A Future In World Music

After completing work on Mali Music Burwell left for Cuba, where he was involved in the recordings of a new Ibrahim Ferrer album, produced by Ry Cooder. With invitations by Youssou N'Dour to work on new material outstanding, and the recording of a new Ry Cooder album (with guitarist Manuel Galban) under his belt, Burwell's career seems to be on the up. A down side of his busy schedule was that he couldn't be present for the mastering of Mali Music, but he feels that it was done very well, and is pleased with the final product.

And has he been amazed by the album's success? Burwell sighs and smiles at the same time, "I am, yes. I was worried that what we did wouldn't work. So I was very happily surprised. And since I am a fan of African music, it's fantastic to be able to bring this music to a whole new audience."

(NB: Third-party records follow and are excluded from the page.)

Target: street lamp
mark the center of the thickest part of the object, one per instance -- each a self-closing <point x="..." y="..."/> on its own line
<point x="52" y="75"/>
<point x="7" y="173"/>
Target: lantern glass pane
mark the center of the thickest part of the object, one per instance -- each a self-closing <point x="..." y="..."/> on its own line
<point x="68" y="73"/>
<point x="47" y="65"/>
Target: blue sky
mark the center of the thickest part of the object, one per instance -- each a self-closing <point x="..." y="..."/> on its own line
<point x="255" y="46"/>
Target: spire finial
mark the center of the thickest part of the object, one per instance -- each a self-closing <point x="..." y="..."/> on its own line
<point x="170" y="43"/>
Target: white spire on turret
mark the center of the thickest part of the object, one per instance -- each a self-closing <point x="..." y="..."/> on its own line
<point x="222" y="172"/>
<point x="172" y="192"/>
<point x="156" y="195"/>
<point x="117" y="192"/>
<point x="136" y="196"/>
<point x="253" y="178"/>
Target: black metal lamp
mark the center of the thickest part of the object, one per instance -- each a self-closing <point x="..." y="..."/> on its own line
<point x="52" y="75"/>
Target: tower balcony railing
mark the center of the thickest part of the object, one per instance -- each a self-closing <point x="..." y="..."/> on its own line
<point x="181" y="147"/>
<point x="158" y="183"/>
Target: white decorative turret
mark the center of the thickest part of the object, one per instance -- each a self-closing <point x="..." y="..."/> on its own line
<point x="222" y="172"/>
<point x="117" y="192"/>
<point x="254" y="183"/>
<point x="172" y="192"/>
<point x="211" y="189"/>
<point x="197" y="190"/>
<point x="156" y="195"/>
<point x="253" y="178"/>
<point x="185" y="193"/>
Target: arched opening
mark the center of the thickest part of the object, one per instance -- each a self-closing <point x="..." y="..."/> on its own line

Mali Music: Track By Track

'Spoons'

Simon Burwell: "This is one of the three tracks we recorded after I joined the project. Basically Tom Girling and I went back to the source DATs and selected samples around which we built these tracks. The main sample is Damon and a band playing at the Institut National Des Arts in Bamako [Mali's capital]. The main atmosphere comes from the incredible reverb that this hall has. I wanted to have that sample going throughout the track, and the only way you can give structure to that is by having other things come in and out, and making the sample itself larger and smaller. Just turning it down is boring. This is why I did the EQ filter sweeps, purely for atmospheric effect, and to give structure and dynamics. I think it was done by a Pro Tools plug-in, I don't remember which one. I played most of the keyboards, including the keyboard strings, and Damon played piano, some of which has been flipped backwards."

'Le Relax'

"I think this was based around a sample of Damon playing melodica with a band at the Institut in Mali. We looped the sample in Logic. I think we made two different loops for verse and chorus. Damon overdubbed his guitar. A lot of the reverb sound is again the sound of the Institut room. It was an amazingly huge room. I hired a Lexicon reverb in the studio and tried to recreate the sound of that room so we could add a similar reverb to the instruments we added in 13."

'Makelekele'

"When I came in this song had a very dancy, clubby vibe, but the Fatboy Slim-type filter sweeps and stops and structure weren't there, they were my input. I used a Novation Bass Station for the filter sweeps. The distortion in this track comes from me overloading the mic inputs on the desk during the mix. I love overloading mic inputs, it creates a lot of grit. Some people find this track too extreme, but I like it. I heard this track the other day on Radio 5, introducing the football, so they must have liked it too!"

'Institut National Des Arts'

"The whole track is worked around the opening loop. You can also hear a harp-like sparkly thing at the beginning. That is some really cheap kid's toy, made out of plastic. Damon loves to buy lots of things that you wouldn't necessarily think of using on an album. Studio 13 is full of them, and it therefore is an engineer's heaven. It has loads of old bits and pieces, like old Moogs, or the Juno 106, and all these weird little instruments that you've never seen before."

'Kela Village'

"At the point where the music goes all crazy we simply increased the send to an Eventide H3000 and decreased the original signal, so that all you end up with is just the effect outputs, ie. madness."

'Sunset Coming On'

"This track was recorded before I joined, and was nearly lost because Damon was worried about the track being too much him. But I persuaded him that you had to have one Damon tune on the album. It's beautiful, and for me it really was about Damon's feelings about Mali, and so I thought it was appropriate for the album."

'Les Escrots'

"The vocal sample is a Malian rap group. The synth sounds are mainly the Tone Chameleon, and there's a Hammond organ in the background, played by Damon. He does some interesting things on keyboards, where he combines fours, fives, and sevens — they circle around until they finally meet every 32 bars or so. There are many reverbs and delays going off into the stratosphere in this track."